84, Charing Cross Road by Helene Hanff
It all began with a letter inquiring about second-hand books, written by Helene Hanff in New York, and posted to a bookshop at 84, Charing Cross Road in London. As Helene’s sarcastic and witty letters are responded to by the stodgy and proper Frank Doel of 84, Charing Cross Road, a relationship blossoms into a warm and charming long-distance friendship lasting many years. (via Goodreads)
I’ll never understand readers that don’t like movies. Sure, some movie adaptation don’t work so well. Sometimes, they’re better than the book. And sometimes, there are other unintended consequences.

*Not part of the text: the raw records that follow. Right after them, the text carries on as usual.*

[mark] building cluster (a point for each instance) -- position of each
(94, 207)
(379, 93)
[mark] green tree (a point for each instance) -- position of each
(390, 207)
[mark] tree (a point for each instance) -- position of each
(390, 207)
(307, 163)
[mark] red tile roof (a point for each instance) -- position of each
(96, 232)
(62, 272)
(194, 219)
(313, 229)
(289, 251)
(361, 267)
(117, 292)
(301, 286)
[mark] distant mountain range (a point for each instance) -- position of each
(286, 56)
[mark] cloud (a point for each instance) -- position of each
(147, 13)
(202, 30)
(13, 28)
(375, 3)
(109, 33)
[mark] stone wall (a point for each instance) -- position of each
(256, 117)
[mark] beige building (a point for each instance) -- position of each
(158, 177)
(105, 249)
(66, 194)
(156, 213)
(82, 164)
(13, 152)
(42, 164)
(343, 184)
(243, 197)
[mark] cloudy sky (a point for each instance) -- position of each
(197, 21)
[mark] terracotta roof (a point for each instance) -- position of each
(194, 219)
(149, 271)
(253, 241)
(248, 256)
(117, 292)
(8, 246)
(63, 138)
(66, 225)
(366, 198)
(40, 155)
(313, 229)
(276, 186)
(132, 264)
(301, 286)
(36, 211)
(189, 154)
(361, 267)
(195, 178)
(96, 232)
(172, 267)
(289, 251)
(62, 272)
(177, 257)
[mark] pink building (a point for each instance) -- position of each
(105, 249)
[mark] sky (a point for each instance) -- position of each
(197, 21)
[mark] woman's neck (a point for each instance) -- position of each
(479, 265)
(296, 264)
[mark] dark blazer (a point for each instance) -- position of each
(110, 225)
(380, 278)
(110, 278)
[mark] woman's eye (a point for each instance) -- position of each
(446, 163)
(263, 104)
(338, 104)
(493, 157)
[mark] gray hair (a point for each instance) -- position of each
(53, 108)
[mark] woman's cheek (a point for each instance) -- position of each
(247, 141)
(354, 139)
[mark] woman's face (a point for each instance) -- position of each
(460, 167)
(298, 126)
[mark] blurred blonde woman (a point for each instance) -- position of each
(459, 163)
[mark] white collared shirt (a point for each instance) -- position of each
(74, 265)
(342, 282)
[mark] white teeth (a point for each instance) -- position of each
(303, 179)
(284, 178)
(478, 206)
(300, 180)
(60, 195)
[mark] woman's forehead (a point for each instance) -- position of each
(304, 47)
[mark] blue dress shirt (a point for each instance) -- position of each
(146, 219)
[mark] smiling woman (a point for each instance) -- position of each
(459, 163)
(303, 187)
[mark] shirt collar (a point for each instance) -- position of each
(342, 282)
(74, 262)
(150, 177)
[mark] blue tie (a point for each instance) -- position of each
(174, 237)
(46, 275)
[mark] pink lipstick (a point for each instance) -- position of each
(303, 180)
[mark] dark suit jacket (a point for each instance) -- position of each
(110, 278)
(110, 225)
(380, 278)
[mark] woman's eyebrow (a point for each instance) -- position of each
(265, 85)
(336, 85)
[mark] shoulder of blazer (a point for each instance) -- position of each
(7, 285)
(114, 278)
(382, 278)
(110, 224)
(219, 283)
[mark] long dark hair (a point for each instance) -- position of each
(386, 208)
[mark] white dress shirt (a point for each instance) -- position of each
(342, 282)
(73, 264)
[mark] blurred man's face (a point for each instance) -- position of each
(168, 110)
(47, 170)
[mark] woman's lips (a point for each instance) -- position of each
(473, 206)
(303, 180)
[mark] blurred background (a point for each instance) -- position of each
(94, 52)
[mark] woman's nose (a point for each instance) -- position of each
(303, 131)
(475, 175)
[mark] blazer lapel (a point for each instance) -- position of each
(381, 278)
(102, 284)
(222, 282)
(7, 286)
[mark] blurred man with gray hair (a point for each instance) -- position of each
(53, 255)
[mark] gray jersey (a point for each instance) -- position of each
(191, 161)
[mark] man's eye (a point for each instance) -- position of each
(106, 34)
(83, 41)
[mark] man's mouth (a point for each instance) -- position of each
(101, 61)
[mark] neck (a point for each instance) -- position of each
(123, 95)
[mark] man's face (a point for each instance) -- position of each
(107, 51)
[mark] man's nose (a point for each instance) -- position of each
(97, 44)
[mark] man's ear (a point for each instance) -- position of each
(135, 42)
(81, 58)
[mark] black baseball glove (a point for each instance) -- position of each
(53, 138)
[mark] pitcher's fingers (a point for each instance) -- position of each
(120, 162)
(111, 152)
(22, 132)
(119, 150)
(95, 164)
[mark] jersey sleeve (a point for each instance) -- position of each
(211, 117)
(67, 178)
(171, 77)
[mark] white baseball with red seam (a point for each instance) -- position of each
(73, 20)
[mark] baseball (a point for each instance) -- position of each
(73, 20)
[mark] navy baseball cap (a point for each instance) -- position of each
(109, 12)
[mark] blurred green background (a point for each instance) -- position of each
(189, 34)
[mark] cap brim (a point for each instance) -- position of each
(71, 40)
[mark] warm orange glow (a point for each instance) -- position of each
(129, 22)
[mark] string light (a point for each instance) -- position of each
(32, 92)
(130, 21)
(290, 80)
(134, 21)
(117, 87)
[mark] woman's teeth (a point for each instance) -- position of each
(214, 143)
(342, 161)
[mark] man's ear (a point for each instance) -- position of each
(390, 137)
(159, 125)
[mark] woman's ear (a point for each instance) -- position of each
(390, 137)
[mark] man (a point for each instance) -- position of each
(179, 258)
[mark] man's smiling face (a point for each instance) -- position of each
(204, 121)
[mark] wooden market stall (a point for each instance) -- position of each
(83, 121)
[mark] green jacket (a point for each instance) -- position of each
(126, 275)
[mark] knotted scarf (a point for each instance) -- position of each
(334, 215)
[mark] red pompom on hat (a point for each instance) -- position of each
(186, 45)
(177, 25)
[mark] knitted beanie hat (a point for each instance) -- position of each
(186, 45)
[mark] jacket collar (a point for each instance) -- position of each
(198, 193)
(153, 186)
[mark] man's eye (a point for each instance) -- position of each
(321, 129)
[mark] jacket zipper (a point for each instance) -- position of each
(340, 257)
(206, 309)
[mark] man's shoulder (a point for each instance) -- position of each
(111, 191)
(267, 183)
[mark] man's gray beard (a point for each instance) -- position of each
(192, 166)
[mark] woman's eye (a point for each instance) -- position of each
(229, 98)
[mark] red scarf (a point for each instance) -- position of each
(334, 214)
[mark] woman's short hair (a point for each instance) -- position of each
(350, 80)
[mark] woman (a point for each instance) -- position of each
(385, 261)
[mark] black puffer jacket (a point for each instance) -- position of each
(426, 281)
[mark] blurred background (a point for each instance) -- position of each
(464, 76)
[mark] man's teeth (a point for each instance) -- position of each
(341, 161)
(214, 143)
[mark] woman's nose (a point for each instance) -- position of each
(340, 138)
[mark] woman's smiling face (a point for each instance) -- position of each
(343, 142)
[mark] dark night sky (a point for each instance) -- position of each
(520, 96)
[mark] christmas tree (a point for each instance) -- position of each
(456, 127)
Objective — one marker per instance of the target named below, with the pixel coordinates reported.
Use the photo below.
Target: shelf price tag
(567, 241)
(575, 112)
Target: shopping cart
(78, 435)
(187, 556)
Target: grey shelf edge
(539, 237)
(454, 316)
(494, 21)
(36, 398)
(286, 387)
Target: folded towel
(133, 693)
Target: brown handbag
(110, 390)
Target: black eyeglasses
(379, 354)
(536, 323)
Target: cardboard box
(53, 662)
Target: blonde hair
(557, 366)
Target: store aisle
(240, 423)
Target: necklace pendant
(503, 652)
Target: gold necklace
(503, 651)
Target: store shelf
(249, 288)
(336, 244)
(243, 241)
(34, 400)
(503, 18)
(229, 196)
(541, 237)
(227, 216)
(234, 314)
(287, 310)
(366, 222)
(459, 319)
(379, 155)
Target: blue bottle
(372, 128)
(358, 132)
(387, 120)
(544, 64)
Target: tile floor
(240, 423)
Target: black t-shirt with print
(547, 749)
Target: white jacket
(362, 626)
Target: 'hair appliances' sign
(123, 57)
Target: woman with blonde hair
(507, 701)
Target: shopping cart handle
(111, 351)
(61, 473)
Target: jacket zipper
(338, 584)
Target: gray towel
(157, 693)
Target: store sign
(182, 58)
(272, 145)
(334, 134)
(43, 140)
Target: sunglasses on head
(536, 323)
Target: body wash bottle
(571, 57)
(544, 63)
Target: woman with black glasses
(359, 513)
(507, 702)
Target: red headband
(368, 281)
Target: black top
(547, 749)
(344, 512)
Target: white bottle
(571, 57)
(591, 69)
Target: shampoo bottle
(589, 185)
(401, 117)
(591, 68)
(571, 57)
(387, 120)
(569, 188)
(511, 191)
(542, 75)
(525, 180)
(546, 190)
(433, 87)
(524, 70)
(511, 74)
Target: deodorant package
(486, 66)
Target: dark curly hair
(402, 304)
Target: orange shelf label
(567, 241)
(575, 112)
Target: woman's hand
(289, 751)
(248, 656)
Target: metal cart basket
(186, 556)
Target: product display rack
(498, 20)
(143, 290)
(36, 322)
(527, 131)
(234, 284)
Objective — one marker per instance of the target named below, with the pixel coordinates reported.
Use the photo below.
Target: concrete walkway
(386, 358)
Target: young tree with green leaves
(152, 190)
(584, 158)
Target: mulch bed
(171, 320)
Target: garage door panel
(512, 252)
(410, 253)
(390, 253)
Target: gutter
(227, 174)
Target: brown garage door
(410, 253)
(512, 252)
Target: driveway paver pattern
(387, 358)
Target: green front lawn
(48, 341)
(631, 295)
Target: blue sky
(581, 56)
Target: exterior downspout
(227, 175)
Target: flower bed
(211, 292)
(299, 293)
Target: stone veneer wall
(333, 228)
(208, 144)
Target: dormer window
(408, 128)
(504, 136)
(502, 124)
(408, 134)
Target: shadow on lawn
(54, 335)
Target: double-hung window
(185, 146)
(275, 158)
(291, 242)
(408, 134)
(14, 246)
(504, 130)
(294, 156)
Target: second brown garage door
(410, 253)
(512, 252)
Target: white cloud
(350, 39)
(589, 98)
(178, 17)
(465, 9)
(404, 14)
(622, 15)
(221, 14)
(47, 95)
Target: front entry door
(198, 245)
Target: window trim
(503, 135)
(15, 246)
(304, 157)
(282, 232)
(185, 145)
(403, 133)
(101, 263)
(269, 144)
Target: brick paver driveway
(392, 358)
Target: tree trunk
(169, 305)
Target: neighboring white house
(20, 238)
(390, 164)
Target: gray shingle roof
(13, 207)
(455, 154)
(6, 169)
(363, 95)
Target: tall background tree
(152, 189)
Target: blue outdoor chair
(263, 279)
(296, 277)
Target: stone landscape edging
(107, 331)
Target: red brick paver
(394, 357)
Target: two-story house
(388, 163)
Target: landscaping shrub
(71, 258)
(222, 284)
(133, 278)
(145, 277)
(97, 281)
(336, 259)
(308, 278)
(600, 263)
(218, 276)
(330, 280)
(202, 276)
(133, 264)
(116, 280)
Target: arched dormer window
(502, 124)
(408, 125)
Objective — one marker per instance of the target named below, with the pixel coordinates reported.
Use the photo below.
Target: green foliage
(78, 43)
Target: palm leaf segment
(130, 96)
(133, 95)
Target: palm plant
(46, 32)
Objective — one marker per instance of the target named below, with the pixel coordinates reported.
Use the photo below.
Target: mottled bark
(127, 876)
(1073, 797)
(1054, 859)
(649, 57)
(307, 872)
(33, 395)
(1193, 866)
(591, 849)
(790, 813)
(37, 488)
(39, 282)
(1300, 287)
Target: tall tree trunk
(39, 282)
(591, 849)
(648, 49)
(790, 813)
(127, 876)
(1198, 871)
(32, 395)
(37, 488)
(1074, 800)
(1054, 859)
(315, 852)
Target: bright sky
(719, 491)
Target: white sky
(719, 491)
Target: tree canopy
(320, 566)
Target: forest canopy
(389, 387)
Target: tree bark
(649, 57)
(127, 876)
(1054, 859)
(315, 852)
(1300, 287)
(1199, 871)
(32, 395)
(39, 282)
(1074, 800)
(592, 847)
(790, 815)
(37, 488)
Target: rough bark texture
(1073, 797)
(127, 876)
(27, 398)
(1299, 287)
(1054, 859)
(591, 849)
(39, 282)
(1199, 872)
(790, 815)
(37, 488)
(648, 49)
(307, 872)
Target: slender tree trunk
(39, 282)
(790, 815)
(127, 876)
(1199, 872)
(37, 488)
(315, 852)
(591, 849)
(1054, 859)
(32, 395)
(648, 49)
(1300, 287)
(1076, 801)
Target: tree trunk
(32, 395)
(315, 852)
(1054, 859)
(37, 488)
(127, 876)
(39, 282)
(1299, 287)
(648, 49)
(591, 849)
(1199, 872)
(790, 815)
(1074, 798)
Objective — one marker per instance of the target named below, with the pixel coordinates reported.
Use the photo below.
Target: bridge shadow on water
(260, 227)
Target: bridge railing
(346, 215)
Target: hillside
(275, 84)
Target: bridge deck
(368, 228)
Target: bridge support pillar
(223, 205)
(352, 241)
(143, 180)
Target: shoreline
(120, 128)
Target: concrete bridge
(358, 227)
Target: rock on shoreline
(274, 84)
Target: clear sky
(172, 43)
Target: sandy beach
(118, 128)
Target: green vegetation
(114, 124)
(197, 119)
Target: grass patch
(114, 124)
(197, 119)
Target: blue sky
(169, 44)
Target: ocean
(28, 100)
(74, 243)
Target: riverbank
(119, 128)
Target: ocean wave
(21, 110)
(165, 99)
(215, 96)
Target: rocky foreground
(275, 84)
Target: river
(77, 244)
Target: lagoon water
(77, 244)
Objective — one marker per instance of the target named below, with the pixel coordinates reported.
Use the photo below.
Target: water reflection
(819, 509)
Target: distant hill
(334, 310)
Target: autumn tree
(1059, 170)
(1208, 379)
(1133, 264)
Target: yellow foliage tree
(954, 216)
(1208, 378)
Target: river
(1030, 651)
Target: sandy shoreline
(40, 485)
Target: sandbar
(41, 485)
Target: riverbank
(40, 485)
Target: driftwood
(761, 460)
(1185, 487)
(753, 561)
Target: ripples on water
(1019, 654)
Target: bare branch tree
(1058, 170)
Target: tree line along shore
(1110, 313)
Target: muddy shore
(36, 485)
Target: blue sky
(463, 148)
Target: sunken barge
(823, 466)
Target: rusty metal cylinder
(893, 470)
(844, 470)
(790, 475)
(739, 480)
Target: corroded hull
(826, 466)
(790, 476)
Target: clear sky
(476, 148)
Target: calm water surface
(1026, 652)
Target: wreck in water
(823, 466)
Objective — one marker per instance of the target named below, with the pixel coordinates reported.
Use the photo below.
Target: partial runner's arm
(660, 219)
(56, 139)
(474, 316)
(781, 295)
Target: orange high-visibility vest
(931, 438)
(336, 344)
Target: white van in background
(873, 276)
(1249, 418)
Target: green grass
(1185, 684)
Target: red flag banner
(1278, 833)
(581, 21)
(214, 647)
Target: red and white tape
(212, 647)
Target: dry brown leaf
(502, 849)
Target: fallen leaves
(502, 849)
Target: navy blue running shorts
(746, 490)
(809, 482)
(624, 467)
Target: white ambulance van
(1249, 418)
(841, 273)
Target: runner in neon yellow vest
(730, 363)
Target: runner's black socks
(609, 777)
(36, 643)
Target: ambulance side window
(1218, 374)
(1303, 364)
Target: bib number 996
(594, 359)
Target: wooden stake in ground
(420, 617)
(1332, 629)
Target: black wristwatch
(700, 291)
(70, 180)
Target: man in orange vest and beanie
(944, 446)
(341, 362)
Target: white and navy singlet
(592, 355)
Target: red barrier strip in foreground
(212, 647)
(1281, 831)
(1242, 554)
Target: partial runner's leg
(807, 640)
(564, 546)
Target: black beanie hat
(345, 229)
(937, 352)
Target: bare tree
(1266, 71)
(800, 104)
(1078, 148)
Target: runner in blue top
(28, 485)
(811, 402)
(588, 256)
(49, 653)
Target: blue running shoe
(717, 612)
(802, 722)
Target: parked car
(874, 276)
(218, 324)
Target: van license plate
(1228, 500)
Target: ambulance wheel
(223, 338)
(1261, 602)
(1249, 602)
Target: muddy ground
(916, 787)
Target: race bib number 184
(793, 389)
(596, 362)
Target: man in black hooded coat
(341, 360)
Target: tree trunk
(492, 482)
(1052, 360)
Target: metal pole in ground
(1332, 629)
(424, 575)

At some point in high school, I was on an Anthony Hopkins kick. I do this. I obsess and watch everything with aparticular actor/actress that I can get my grubby little mitts on. My Anthony Hopkins kick happened in the late 80s/early 90s. Blockbuster, only brick and mortar, could not hold an infinite selection of movies. Good luck on finding a miniscule British movies released in 1987. There was no Netflix, no Amazon, and certainly no streaming movies (legal or otherwise). What I did have was cable television. Deep weekly study of TV Guide usually turned up a few things I wanted to watch–usually on at 2am. That’s when I first saw 84, Charing Cross Road. At 2am with the sound turned down so I wouldn’t wake my parents. It was lovely and sad and made me happy to be a book lover and a writer. And it was based on a book! Of course, with no Amazon, etc. finding the book was a whole other glorious hunt… But Anthony Hopkins led me to a movie, that led me to a book, that led me to an author I love.
I’m not sure how many times I have read this book. It is collection of letters between Helene Hanff, New York screenwriter, and Frank Doyle, London bookseller. Considering the previous paragraph about how easy it is for readers today to get their reading hit, 84 Charing Cross Road is a story from a different world. Time passes between letters. More event happen “off-screen” than on. It’s a subtle story told in not many words and it still makes my happy to be a reader and a writer.
(Helene would be utterly disgusted by ebooks, I’m sure, but I wish this book were available in e-editions in order to reach a wider audience. While I love books, I love stories more.)